The energy of a photon having frequency \({\rm{f}}\) is as follows:

\({\bf{E = hf}}\) …… (1)

Here, \(h = 6.626 \times {10^{ - 34}}\;{\rm{Js}}\), is Planck's constant, and \(f\) is the frequency of the incident photon.

The power is defined as the energy per second and given by –

\({\bf{P = }}\frac{{\bf{E}}}{{\bf{t}}}\) ...... (2)

Therefore, the number of emitted photons per second is given by –

\({\bf{n = }}\frac{{\bf{P}}}{{\bf{E}}}\)

From equation \({\rm{(1)}}\) the energy of the photon corresponding to the frequency \({\rm{f}}\) is as follows:

\(\begin{array}{c}E = 6.626 \times {10^{ - 34}}\;{\rm{Js}} \times 2560 \times {10^6}\;{\rm{Hz}}\\ = 1.70 \times {10^{ - 24}}\;\;{\rm{J}}\end{array}\)

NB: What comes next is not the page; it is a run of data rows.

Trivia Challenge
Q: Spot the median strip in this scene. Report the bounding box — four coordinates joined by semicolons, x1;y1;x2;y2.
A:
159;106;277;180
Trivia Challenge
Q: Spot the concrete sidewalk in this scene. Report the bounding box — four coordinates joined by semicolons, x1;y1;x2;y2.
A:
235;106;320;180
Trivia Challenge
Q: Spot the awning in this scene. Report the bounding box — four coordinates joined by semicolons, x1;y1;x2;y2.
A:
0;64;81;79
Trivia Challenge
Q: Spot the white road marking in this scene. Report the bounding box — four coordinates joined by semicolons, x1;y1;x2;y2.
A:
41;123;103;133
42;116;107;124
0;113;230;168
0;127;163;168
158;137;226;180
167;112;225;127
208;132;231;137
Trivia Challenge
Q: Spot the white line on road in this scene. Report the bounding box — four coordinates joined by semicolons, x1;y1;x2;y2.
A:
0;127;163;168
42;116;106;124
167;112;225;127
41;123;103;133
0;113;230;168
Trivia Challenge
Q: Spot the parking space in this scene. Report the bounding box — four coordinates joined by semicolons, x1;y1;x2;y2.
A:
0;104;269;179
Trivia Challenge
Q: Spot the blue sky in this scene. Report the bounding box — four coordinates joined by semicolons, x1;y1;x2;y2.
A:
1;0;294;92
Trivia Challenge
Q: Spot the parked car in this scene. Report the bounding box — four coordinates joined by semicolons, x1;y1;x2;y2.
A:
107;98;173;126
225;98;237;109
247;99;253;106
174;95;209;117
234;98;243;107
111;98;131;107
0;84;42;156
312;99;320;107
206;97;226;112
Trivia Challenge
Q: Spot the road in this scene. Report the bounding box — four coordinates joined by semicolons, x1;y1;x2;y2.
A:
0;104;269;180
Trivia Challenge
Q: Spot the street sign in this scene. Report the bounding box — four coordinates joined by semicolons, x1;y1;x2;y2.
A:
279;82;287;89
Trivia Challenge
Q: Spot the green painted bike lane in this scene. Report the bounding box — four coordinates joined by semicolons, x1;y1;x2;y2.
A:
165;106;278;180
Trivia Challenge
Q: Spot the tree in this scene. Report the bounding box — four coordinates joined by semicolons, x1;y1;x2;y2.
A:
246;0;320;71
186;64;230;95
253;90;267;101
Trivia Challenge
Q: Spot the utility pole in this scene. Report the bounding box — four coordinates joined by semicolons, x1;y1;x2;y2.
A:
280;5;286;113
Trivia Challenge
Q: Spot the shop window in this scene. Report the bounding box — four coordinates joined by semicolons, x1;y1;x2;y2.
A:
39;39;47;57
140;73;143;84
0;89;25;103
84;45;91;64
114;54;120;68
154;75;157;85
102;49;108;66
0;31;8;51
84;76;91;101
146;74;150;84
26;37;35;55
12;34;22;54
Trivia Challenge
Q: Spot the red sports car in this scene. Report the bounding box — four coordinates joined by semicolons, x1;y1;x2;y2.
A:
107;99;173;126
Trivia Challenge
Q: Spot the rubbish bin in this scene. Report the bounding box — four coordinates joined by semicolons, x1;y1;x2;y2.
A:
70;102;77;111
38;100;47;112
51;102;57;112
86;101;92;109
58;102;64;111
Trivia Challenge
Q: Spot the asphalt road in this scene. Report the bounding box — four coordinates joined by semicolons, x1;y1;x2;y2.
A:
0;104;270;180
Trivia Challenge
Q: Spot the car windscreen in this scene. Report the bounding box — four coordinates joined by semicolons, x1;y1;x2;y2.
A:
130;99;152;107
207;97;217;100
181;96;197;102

From equation (2), the power of the \({\rm{n}}\) photons emitted per second corresponding to the energy \({\rm{E}}\) is as follows:

\(P = n\frac{E}{t}\) …… (3)

Substitute the values and solve as:

\(\begin{array}{l}1.00 \times {10^3}\;\;{\rm{W}} = n \times \frac{{1.70 \times {{10}^{ - 24}}\;\;{\rm{J}}}}{{1.00\;{\rm{s}}}}\\n = 5.88 \times {10^{26}}\;{\rm{photons}}\end{array}\)

Therefore, the value for number of photons is obtained as \(n = 5.88 \times {10^{26}}\) photons.